Hi, we have started working on this project again and found a lot of new things and would really appreciate confirmation of some points as many were “reversed engineered”.
First of all, for the compilation problem we haven’t identified why exactly this happens but found a temporary fix by simply compiling in the official foundationdb container. Apart from replacing “g++” by “c++”, our Makefile remains unchanged, so the problem is not due to compiler arguments.
With a logger and database finally working, we started working on the Rust bindings again. After many hours of debugging, we arrived at this mental representation of what’s going on:
-
fdb calls the setup
method of the workload
-
fdb can’t do anything until setup
returns, i.e. any future created in setup
won’t be resolved until we exit, thus waiting for a future in setup
results in a deadlock
-
fdb won’t call start
until the GenericPromise done
is resolved, so if no boolean is ever sent to done
it results in a deadlock
-
once done
is resolved, fdb calls starts
and the database can move in memory, so any callback set by setup
, running after this point and holding on the previous database pointer will most likely crash when trying to use it
-
done
is a GenericPromise and holds a smart pointer to a FDBPromise, if its last reference is dropped fdb knows and throws a “broken_promise” error, so we have to be carefull when passing it between C++ and Rust (through a C interface)
It also seems that start
and check
behave exactly the same way. More generally it seems that whenever execution is granted to the workload (either in a “step method” like setup
or a callback we defined), fdb is paused (we assume this is done to preserve determinism). So we have to chain callbacks every time we want to block on actions that return a future.
As it is very verbose to write (and we would like to use foundationdb-rs which abstracts the raw bindings and uses Rust Futures) we tried to use async/await
in a blocking runtime in a separate thread:
fn setup(&mut self, db: Database, done: GenericPromise<bool>) {
std::thread::spawn(move || {
// on separate thread, create and poll futures
runtime.block_on(async {
// it crashes here, as we use db
let trx = db.create_trx().unwrap();
trx.set_read_version(42);
// sets a callback and wait for it to be called
// similar to fdb_future_block_until_ready
let version1 = trx.get_read_version().await.unwrap();
// "chained future"
let version2 = trx.get_read_version().await.unwrap();
done.send(true);
});
});
// returns execution to fdb so futures will be resolved
}
but this crashes as soon as we try to use db and it seems to be due to running on a thread that is not managed by fdb.

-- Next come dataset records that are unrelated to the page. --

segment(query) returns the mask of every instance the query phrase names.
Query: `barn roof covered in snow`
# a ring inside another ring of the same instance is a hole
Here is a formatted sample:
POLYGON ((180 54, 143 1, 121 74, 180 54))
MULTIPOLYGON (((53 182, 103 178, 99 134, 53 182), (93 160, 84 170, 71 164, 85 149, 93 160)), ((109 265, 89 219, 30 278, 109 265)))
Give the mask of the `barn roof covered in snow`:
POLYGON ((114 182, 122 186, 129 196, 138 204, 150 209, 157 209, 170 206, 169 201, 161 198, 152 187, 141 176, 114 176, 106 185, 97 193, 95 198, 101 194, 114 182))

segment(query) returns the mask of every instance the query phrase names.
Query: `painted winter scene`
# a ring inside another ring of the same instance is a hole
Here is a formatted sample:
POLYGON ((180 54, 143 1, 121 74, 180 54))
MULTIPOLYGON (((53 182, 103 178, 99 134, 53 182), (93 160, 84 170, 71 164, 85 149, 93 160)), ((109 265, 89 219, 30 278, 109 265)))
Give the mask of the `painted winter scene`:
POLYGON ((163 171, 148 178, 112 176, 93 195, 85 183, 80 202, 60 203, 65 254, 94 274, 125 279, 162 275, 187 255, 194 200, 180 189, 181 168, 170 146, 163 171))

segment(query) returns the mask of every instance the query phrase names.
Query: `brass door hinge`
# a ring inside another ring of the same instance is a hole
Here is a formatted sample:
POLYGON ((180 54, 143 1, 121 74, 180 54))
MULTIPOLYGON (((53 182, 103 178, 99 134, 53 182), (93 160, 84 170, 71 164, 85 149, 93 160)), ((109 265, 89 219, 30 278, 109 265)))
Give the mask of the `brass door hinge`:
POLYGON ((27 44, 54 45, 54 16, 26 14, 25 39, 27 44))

The “pseudo code” of a working version of the above example would be something like:
fn setup(&mut self, db: Database, done: GenericPromise<bool>) {
let trx = db.create_trx()
let f = fdb_transaction_get_read_version(trx);
fdb_future_set_callback(f, callback1, CallbackData { trx, done });
}
fn callback1(f: *mut FDBFuture, data: CallbackData) {
let mut version1;
fdb_future_get_int64(f, &mut version1);
let f = fdb_transaction_get_read_version(data.trx);
fdb_future_set_callback(f, callback2, data);
}
fn callback2(f: *mut FDBFuture, data: CallbackData) {
let mut version2;
fdb_future_get_int64(f, &mut version2);
data.done.send(true);
}
We think we can emulate the second code by writting our own runtime, that will simplify code to:
fn setup(&mut self, db: Database, done: GenericPromise<bool>) {
our_runtime_callback(async {
let trx = db.create_trx().unwrap();
trx.set_read_version(42);
let version1 = trx.get_read_version().await.unwrap();
let version2 = trx.get_read_version().await.unwrap();
done.send(true);
});
}
But we would like being sure we really understand how we are supposed to use the simulator before sinking more hours in it and potentially finding out that it simply can’t work like that because we overlook something. So, did we understand correctly so far how it works? Are we wrong on some points? And can you think of some important points we didn’t mentionned?
On a side note, I had some troubles passing along the done
GenericPromise. The solution I got working is the following (in the C++ wrapper):
struct RustWorkload;
template<typename T>
struct Wrapper {
T inner;
};
extern "C" void rust_setup(
RustWorkload*,
FDBDatabase*,
Wrapper<GenericPromise<bool>>*
);
class WorkloadTranslater: public FDBWorkload {
private:
RustWorkload* rustWorkload;
public:
virtual void setup(
FDBDatabase* db,
GenericPromise<bool> done
) override {
// this increments the ref counter as done is copied
auto wrapped = new Wrapper<GenericPromise<bool>> { done };
rust_setup(this->rustWorkload, db, wrapped);
} // the ref counter is decremented as done goes out of scope
};
and Rust can call FDBPromise_send_bool
which is defined in C++:
extern "C" void FDBPromise_send_bool(
Wrapper<GenericPromise<bool>>* promise,
bool val
) {
promise->inner.send(val);
delete promise;
}
Does this seem reasonable? Or can you think of a better/simpler solution?